I giovani spettatori hanno visto con autentico interesse lo spettacolo consci del fatto di vedere pezzi di spettacolo a loro sconosciuti e godendo di trovate, battute e calembour davvero spassosissimi.

Gli anziani hanno fatto per tutto lo spettacolo esercizi di memoria, tentando di anticipare le battute più famose che improvvisamente venivano alla luce da una memoria che le aveva riposte da decenni in un mucchio dimenticato di neuroni che, c’è da scommettere, non si capacitavano di ritornare a essere usati come tutte quelle cose che ti porti dentro e che possono tornare a riprender vita in qualsiasi momento sull’esca di un solo gesto, di una sola parola.
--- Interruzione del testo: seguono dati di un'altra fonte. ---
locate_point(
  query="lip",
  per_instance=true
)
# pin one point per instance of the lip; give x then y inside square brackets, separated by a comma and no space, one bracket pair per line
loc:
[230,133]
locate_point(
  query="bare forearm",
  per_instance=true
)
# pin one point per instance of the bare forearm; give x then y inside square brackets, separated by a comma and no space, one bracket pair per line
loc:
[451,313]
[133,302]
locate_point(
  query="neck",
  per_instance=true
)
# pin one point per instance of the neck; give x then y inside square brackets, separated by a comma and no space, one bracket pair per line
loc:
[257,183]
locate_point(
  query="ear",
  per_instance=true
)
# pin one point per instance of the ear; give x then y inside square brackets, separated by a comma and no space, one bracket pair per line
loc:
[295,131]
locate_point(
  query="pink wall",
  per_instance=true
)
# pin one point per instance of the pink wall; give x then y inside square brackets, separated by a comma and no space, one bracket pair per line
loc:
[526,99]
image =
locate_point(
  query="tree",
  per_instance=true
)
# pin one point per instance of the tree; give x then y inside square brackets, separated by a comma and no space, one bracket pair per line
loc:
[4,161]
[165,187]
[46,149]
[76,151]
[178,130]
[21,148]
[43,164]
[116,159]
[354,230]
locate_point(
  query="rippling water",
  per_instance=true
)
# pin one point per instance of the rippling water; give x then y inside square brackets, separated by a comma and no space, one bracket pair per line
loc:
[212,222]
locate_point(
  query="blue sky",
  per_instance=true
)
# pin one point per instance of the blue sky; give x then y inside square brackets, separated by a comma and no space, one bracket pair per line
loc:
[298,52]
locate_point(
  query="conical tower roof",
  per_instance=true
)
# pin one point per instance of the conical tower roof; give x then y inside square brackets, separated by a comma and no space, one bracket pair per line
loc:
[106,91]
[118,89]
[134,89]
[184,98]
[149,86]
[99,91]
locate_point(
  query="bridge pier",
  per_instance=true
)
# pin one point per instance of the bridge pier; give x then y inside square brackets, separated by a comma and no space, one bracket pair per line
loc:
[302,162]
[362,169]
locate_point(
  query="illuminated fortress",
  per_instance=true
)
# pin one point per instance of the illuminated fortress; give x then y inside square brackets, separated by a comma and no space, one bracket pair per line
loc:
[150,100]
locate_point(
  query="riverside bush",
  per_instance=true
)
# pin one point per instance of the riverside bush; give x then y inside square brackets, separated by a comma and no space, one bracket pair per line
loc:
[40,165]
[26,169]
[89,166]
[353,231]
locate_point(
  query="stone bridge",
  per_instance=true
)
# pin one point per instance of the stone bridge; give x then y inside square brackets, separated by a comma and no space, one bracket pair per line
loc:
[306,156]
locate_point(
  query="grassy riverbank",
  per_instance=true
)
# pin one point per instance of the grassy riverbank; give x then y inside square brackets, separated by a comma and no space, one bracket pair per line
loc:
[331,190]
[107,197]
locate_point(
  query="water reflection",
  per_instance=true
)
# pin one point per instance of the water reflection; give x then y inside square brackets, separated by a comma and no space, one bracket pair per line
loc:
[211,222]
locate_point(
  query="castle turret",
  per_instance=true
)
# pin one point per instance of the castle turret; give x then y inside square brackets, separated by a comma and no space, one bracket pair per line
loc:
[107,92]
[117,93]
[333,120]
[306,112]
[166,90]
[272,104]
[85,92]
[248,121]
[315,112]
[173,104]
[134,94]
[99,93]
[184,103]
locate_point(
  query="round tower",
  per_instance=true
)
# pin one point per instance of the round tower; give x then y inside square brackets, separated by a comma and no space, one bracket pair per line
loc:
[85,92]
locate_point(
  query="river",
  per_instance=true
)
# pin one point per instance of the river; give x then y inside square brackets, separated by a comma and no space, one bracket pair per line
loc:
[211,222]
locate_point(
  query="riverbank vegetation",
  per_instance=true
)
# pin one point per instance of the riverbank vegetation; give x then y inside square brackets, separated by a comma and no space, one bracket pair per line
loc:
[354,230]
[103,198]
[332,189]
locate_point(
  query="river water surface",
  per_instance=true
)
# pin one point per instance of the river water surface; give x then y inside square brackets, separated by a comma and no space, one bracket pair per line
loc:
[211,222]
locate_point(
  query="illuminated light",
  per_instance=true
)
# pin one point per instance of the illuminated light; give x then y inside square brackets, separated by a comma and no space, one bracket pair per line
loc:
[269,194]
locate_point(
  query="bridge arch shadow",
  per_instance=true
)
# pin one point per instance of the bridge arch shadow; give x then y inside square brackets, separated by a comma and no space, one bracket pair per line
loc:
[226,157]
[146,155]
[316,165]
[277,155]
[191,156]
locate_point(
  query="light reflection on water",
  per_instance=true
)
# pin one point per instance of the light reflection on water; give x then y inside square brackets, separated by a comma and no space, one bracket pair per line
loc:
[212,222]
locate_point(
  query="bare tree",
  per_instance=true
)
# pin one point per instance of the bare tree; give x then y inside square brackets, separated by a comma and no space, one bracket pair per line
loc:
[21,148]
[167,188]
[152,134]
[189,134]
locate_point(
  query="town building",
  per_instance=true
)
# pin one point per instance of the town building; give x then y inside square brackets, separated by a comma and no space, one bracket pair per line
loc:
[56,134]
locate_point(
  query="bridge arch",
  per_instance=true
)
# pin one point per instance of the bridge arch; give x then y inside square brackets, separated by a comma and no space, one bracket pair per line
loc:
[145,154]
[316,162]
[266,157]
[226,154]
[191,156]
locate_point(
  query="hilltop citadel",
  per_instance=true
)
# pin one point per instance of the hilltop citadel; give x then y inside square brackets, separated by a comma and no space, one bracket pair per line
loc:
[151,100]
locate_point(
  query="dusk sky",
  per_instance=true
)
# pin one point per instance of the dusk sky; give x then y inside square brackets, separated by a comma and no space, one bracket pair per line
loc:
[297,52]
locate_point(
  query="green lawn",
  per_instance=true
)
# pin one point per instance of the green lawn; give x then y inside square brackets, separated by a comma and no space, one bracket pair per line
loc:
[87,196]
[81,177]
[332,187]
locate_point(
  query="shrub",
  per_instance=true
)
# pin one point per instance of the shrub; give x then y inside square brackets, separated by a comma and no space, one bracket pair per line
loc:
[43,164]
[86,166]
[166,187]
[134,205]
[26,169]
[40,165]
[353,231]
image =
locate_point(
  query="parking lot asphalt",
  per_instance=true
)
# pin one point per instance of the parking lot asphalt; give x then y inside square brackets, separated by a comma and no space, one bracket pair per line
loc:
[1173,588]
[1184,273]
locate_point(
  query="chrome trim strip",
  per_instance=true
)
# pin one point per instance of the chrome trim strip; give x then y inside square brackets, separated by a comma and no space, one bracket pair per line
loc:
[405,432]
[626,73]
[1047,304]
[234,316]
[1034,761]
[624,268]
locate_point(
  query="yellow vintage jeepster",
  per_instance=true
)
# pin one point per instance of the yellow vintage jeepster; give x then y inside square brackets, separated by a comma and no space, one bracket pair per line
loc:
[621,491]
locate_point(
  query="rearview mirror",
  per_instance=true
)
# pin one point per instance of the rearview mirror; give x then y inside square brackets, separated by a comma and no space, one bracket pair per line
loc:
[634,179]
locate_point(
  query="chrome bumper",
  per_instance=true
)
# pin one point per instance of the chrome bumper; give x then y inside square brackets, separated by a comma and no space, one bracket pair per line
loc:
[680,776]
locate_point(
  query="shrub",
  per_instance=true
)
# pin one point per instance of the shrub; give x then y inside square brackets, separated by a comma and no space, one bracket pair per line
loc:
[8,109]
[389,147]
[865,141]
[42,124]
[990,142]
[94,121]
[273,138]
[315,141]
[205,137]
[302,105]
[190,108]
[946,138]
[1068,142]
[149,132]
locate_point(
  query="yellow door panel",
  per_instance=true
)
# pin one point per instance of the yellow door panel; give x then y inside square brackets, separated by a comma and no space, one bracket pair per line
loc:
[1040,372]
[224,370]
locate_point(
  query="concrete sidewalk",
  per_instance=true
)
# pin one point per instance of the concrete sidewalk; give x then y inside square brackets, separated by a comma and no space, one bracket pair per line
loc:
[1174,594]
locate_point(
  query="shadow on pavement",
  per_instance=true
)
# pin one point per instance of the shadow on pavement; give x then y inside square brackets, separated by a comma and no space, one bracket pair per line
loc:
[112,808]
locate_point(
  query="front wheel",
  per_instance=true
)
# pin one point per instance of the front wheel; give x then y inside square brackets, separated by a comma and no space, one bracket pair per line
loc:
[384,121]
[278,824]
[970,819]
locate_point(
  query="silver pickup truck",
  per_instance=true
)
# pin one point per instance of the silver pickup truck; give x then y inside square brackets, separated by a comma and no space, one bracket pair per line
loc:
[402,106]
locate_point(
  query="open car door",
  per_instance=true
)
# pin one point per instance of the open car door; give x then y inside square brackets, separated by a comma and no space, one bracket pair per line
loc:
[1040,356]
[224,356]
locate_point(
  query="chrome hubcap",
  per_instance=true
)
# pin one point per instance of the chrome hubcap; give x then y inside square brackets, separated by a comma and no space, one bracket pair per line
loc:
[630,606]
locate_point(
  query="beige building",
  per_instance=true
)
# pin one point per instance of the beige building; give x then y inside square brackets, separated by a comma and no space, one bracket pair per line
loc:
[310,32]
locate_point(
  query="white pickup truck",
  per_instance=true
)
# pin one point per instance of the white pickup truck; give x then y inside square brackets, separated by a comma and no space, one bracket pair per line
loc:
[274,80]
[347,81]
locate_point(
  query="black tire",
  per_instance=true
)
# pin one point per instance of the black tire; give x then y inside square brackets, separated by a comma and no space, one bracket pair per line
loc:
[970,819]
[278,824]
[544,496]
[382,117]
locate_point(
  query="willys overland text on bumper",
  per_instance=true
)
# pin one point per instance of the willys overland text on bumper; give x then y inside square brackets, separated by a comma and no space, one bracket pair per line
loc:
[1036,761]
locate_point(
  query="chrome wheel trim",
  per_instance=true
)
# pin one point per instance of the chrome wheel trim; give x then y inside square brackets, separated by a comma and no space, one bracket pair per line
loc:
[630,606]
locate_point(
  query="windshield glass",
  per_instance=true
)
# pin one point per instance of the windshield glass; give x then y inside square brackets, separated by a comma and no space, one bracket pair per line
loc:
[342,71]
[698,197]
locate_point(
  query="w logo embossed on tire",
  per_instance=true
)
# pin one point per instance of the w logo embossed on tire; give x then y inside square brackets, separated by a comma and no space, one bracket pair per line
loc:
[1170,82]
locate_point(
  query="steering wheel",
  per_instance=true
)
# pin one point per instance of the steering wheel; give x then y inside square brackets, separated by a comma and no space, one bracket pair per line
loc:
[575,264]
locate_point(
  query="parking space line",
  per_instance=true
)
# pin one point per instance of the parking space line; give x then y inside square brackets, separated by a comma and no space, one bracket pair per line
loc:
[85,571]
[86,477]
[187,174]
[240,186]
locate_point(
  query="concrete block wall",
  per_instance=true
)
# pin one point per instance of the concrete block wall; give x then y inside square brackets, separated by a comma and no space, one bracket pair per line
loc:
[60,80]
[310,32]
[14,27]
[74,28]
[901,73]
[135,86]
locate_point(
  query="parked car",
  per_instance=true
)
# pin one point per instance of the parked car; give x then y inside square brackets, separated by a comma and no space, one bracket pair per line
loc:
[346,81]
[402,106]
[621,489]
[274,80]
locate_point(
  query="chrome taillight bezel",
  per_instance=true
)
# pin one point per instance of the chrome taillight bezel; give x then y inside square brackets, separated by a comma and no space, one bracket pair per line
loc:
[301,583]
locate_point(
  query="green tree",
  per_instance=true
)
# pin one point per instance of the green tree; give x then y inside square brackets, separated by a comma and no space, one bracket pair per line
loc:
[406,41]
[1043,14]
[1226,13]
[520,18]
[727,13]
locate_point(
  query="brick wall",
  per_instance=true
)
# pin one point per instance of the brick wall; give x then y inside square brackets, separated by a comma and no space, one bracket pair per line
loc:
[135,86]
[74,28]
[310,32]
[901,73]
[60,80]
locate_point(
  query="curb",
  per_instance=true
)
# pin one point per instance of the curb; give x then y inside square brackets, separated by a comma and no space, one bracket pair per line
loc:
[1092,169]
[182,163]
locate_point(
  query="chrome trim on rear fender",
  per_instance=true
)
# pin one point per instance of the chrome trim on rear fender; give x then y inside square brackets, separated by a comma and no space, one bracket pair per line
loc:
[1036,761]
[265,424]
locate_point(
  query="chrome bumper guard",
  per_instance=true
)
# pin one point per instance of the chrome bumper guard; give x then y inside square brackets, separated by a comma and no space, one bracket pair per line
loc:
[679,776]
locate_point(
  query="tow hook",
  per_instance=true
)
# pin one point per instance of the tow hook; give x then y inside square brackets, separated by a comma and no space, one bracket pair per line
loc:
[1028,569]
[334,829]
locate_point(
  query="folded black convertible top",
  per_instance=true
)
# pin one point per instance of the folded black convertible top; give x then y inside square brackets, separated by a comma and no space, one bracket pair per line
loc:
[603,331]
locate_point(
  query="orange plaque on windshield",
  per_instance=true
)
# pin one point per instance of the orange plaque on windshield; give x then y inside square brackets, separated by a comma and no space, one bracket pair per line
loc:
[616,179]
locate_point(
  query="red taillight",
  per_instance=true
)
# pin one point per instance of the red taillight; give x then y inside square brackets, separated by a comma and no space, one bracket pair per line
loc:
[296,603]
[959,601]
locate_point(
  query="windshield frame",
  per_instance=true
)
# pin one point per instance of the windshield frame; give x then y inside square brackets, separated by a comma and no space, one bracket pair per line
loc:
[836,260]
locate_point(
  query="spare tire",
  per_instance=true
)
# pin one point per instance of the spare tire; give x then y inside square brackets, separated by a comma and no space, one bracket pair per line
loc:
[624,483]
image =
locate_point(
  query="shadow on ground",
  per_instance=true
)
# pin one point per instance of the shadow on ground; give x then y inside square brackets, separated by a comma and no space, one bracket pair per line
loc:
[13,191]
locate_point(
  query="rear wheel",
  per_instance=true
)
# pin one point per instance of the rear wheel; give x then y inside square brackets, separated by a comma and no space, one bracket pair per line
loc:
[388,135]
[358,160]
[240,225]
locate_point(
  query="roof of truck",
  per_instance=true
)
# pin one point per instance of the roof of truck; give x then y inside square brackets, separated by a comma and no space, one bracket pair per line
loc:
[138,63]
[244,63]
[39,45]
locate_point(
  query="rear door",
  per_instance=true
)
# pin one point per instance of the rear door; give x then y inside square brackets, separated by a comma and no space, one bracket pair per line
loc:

Emanuele e Cosimo sono stati sempre all’altezza della situazione e della loro fama di coppia comica brillante. Hanno reinterpretato gli sketch sulla linea di un doppio binario; da un lato strutturale (per così dire) ricalcando pedissequamente i tempi, i modi e la sostanze dei pezzi scelti, dall’altro hanno reinterpretato i personaggi secondo la loro cifra stilistica e la loro visione del mondo realizzando un manufatto che fra nuovo ed antico è risultato gradevolissimo e molto apprezzato dal pubblico nelle due sere di replica, c’è da scommettere che sarà ripreso a lungo in tante altre piazze ora che la pandemia ha attenuato la sua asfissiante tenaglia.

L’orchestra che ha realizzato l’accompagnato musicale dell’intero spettacolo e stata diretta dal maestro Bruno Canfora … scherziamo cari lettori, il fantasma del maestro agita tutt’altri luoghi!

L’orchestra l’ha fatta da solo, in maniera impeccabile il maestro Anselmo Petrosino con la sua fisarmonica digitale (Bugari Evo).